Feist – my music for the night
Let it die caught me off guard on this album, I didn’t expect that. I hate when I’m in this sort of weird place and I stumble across a song that just fits a mood. It hits me kinda hard. Music has that ability to just raise me to new highs and more importantly: to kick me when I’m down. Ah well, moving on.
The saddest part of a broken heart,
Isn’t the ending as much as the start
Anyway, totally go off on a tangent forever don’t i? Ugh, Callum. STAHP.
Reading – Rediscovery
I just finished reading the first book that I’ve read from start to finish today. It’s titled: “Do androids dream of electric sheep?” by Philip K Dick.
It was a great read, I actually read it because my older brother (that I have quite a disjointed relationship with lets say) gave me it, as close to a birthday gift that I’ve gotten from him in maybe 5 years or so. I read it while I was travelling and almost finished it on the tube in London. I’m getting used to travelling through London more, I’d normally just be freaking out making sure I didn’t miss my stop. I’m weird like that.
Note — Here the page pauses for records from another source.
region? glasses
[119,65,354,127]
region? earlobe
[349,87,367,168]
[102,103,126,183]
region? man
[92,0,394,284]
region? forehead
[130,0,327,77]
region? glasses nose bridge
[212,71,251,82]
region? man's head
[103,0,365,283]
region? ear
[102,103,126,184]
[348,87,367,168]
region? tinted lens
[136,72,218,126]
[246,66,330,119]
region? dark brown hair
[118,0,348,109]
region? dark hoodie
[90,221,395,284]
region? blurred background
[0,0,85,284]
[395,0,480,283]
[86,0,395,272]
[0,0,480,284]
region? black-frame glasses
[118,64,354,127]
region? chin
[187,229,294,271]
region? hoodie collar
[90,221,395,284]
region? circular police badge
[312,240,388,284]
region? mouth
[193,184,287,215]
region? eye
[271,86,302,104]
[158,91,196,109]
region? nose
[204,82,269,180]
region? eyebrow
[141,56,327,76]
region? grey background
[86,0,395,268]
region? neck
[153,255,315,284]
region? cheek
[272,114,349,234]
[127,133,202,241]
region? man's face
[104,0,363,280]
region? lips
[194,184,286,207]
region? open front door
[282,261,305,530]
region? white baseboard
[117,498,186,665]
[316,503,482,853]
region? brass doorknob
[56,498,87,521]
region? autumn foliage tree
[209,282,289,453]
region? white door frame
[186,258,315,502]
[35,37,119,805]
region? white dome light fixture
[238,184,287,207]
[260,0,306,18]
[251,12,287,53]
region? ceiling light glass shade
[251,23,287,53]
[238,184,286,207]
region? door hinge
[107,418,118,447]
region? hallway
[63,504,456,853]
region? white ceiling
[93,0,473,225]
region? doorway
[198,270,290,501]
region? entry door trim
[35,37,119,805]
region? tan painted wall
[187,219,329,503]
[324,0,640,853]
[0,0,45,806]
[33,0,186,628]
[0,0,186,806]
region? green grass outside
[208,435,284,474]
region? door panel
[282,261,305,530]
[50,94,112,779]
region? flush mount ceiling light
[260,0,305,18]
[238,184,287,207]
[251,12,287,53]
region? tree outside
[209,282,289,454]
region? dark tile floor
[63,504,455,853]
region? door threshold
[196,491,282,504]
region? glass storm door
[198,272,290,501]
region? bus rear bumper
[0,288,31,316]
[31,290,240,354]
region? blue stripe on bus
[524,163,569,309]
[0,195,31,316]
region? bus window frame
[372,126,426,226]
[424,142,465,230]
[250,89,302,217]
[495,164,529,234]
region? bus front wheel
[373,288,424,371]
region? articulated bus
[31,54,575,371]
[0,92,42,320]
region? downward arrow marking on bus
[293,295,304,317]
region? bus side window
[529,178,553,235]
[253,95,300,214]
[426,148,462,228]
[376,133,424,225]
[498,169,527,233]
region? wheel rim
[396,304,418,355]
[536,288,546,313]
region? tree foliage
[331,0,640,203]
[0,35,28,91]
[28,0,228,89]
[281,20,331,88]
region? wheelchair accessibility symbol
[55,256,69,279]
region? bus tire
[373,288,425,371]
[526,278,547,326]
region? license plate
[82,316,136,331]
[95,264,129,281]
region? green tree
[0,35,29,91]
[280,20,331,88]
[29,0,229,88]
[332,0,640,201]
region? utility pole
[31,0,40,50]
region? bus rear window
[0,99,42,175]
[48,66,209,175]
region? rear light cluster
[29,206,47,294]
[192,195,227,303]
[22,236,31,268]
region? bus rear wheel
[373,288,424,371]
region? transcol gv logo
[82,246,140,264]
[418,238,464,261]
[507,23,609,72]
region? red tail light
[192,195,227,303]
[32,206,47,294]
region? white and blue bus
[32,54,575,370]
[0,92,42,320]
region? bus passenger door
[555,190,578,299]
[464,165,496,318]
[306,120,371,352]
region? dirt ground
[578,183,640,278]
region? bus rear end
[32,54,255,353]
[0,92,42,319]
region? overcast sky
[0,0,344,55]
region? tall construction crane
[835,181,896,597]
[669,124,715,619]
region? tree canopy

But reading this and finishing it in the space of a couple of days has made me realise that I miss reading. When I was growing up it was always this great escape and I loved to read. I read things way ahead of my age. As I got ill, I struggled with mind fog a lot. I couldn’t read like I used to and would have to take breaks, it made me feel stupid. I’d never felt like that, no matter what I knew I was a smart lad, as weird as that may sound. So to have that taken away from me sucked. I don’t struggle so much as long as I take breaks and stay in a quiet place while I’m concentrating. I still struggle a lot with mind fog on bad days, or if I haven’t slept very well.
But yeah, I’ve got so many things to read. I need more ideas if there are any book lovers that happen to see this. Any suggestions would be great. My dad has read and enjoyed a lot of Clive Barker and gave me a book of is, apparently a character reminds him of me. I still have the Silmarillion that I intended to read a long time ago but it has sat here.
I’m going to join the local library and spend a little time just out of this house in the next few weeks. Whether it’s in a coffee shop or otherwise with a book. I think that’ll be a nice brief escape. I want to find The Clan of the Cave Bear too, I promised that I’d read that. I’m really interested in a book that somebody else has found to be so influential. Maybe I can relate one way or another.